Autre cause vraisemblable de surestimation : les hypothèses d’évolution de la mortalité. La baisse de la mortalité se traduit par une diminution du nombre de décès, ce qui alimente la croissance démographique. On calcule par exemple que la hausse de l’espérance de vie en France entre 1945 et 2000 est responsable d’un quart de la croissance de la population sur cette période, soit 5 millions de personnes 2.
La mortalité a reculé encore davantage dans les pays en développement. Pour l’ensemble de l’Amérique latine, l’espérance de vie est passée de 51 ans en 1950 à 75 ans en 2015, pour l’Asie de 42 à 73 ans, pour l’Afrique de 37 à 62 ans. D’ici à 2050, les Nations unies prévoient que l’Afrique gagnera encore huit ans, l’Asie et l’Amérique latine cinq ans et les États-Unis six. Or, depuis cinq ans, la mortalité ne baisse plus dans ce pays et semble même devoir augmenter légèrement. Le même ralentissement se produit dans la plupart des pays développés. Les causes n’en sont pas parfaitement claires, mais on cite la progression du nombre d’obèses, la montée des inégalités et la dégradation de l’environnement. Prévoir une augmentation de l’espérance de vie de cinq ans d’ici à 2050 signifie prévoir le retournement complet de ces trois tendances. Les Nations unies en font le pari optimiste, et même audacieux car cinq années de vie en plus d’ici à 2030 équivalent à deux mois gagnés chaque année. Dans le cas contraire, la population mondiale croîtrait moins vite que prévu.
Pourquoi les hypothèses des Nations unies vont-elles toutes dans le sens d’un accroissement de la population mondiale ? S’agit-il, selon la formule d’Alfred Sauvy, de « prévoir pour ne pas voir » ? Ce serait une explication trop simple et de type complotiste. Il faut plutôt chercher la réponse dans la nature même de cette organisation internationale. Elle a été créée pour assurer la paix dans le monde. Elle y parviendra d’autant mieux que les inégalités régionales et locales diminueront. À terme – c’est-à-dire en 2100, horizon ultime des projections –, l’équilibre devrait régner entre tous les pays parvenus à un niveau voisin de développement. C’est ce paysage assez idyllique que décrivent les projections. En 2100, à une exception près, la fécondité de tous les pays serait comprise entre 1,7 et 2,3 enfants par femme alors qu’elle s’étage actuellement de 1 à 7,3. L’espérance de vie se concentrerait entre 68 et 93 ans alors qu’aujourd’hui elle varie encore de 52 à 84 ans.

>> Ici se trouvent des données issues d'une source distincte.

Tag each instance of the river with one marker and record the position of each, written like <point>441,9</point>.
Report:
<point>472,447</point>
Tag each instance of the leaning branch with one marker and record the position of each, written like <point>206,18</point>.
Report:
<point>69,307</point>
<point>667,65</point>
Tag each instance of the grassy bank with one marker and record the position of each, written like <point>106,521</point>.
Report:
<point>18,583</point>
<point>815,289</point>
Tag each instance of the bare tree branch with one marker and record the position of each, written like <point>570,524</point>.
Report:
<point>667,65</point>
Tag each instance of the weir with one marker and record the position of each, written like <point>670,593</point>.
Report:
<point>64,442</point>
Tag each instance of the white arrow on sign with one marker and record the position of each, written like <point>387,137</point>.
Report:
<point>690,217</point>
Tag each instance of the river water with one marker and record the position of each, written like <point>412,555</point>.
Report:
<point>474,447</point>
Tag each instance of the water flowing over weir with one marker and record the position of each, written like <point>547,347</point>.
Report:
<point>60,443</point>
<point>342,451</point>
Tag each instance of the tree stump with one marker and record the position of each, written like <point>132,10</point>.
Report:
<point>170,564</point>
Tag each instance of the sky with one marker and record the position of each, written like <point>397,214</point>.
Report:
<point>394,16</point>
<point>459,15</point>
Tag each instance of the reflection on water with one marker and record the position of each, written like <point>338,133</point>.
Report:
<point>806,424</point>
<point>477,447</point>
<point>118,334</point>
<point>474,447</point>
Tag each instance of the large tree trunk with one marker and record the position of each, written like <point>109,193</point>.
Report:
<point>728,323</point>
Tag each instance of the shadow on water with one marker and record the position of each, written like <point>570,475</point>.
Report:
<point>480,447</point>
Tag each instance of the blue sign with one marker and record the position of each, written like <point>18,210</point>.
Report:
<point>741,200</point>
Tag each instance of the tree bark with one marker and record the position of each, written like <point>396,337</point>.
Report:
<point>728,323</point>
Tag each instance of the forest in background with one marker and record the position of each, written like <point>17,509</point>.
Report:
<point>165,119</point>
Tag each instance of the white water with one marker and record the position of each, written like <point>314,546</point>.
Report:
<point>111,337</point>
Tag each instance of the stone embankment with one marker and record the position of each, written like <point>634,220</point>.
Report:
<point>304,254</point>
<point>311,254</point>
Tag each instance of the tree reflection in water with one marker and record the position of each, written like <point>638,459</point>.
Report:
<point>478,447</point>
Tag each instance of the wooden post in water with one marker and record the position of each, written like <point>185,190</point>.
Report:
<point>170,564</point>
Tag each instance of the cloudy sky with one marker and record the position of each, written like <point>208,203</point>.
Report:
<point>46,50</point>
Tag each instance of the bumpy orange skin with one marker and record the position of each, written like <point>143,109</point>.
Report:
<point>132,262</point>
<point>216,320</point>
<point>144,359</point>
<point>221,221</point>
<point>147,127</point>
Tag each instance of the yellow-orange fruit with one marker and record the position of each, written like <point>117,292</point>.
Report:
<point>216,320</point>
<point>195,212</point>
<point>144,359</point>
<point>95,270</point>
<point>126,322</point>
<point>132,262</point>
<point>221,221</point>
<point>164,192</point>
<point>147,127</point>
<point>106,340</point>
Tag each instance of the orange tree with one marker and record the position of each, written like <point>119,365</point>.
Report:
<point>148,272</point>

Autre exemple d’irénisme : les hypothèses de migration retenues par les Nations unies. Les soldes migratoires de tous les pays, qu’ils soient positifs ou négatifs, diminueraient lentement en valeur absolue jusqu’en 2050, puis tendraient vers zéro en 2100. Cela ne veut pas dire que les migrations disparaîtraient mais qu’elles seraient de plus en plus équilibrées pour chaque pays sans exception, autre preuve de l’égalisation de leur condition.
La politique mondiale intervient à un autre niveau dans les projections de la Division de la population de l’ONU. Ses travaux sont en effet contrôlés par la Commission de la population et du développement, où de nombreux pays sont représentés. Il faut donc éviter de prévoir une accentuation des contrastes démographiques. Ainsi, au moment où la rivalité entre la Chine et les États-Unis s’accroît, il ne faut pas que la disproportion entre les deux augmente trop. Un ingénieux mécanisme a été mis au point : l’ajout de deux projections supplémentaires, l’une dite haute, l’autre basse, selon l’évolution plus ou moins rapide de la fécondité dans l’ensemble des pays. Par exemple, à l’exception de Singapour, la fécondité est partout supérieure à 2,1 enfants par femme en 2100 dans la projection haute.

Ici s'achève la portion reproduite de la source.